A process was using up the disk capacity of the server and seems to have frozen or looped, thus never releasing its hold on the disk. This caused the disk to forever run and eventually reach 100% disk usage. Being at 100% caused the server to be unable to perform any other basic task essentially making it unable to function. Upon identifying the process at fault, it was swiftly removed and the server returned to normal function now that its disk was free. Processes can freeze or loop for a number of reasons, maybe a request that our server was returning executed a certain process in order to fulfill that request and it malfunctioned. Due to lack of proper scaling and traffic distribution our server hiccuped and became slightly unstable and allowed for a small issue to form. Although mostly harmless, our server may be presenting flaws duo to overload or lack of resources to function at maximum efficiency.
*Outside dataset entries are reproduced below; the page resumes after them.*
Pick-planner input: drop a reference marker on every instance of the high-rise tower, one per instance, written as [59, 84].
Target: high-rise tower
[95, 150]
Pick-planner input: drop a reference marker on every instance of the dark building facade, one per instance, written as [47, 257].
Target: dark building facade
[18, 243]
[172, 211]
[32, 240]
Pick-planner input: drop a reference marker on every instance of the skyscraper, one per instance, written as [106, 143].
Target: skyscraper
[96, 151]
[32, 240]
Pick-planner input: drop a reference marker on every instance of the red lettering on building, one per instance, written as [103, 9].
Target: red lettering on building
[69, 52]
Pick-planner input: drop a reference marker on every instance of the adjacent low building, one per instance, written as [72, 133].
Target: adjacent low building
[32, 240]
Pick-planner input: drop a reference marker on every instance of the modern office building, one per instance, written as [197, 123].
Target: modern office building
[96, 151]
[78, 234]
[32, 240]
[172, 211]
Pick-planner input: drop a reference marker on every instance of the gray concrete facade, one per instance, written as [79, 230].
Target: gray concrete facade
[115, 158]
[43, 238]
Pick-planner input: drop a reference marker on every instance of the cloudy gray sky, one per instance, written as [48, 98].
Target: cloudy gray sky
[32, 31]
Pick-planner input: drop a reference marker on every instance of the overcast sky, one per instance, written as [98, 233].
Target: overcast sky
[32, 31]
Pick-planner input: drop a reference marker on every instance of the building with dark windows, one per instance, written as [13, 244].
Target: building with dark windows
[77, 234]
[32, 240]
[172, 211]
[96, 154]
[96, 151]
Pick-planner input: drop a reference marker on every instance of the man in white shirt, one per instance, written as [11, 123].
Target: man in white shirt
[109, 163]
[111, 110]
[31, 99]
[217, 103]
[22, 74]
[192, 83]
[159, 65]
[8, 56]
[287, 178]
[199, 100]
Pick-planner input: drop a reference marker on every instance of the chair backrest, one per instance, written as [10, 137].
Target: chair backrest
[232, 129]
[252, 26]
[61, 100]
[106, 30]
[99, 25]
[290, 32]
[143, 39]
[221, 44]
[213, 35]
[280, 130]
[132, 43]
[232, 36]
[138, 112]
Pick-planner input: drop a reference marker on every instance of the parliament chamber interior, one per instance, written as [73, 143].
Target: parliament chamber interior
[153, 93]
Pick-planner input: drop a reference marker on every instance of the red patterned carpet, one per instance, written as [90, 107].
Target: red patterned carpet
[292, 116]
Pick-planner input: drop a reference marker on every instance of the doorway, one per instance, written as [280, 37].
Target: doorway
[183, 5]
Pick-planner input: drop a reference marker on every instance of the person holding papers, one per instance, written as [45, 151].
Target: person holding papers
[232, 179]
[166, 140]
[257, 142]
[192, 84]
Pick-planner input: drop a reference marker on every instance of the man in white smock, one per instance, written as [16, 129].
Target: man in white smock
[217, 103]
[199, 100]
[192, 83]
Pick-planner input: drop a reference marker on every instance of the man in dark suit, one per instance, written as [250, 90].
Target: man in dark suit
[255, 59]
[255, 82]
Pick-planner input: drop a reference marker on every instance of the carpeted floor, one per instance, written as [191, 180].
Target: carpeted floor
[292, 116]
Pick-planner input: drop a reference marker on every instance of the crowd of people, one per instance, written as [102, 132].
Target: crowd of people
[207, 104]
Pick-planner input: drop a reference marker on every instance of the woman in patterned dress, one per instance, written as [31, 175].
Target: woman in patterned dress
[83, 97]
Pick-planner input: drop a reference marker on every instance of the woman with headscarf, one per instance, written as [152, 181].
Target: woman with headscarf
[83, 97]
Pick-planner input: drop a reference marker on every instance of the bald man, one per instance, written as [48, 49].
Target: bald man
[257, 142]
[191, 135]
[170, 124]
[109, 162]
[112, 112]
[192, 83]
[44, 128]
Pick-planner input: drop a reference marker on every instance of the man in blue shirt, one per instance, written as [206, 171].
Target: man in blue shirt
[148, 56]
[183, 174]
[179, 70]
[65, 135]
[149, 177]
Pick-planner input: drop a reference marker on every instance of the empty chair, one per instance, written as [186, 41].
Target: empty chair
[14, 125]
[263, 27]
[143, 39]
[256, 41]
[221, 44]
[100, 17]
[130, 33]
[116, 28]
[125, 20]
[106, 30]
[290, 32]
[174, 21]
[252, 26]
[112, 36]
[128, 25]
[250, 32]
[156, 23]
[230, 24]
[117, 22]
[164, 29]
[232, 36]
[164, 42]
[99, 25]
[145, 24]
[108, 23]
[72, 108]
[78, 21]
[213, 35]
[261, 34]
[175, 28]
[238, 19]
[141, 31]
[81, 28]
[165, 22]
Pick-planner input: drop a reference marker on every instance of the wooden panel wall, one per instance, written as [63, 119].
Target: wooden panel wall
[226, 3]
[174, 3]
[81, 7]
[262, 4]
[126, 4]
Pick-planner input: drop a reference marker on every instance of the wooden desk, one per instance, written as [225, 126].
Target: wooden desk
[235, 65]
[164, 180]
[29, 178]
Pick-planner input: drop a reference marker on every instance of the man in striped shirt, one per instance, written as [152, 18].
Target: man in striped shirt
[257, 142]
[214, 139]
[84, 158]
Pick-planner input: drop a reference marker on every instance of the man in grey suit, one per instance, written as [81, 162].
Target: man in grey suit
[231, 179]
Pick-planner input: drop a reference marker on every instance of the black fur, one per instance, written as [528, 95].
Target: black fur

To prevent from repeating we are adding monitoring to our small server network in order to prevent a similar situation from occurring or be notified immediately if something is to occur. We have also considered increasing servers and load balancing strategies in order to better manage traffic. We may also have to consider hiring and overnight staff to oversee that our servers are functioning properly 24/7. Our servers can also be upgraded to better machines that have more capacity than we have now in order to keep up with our new demand.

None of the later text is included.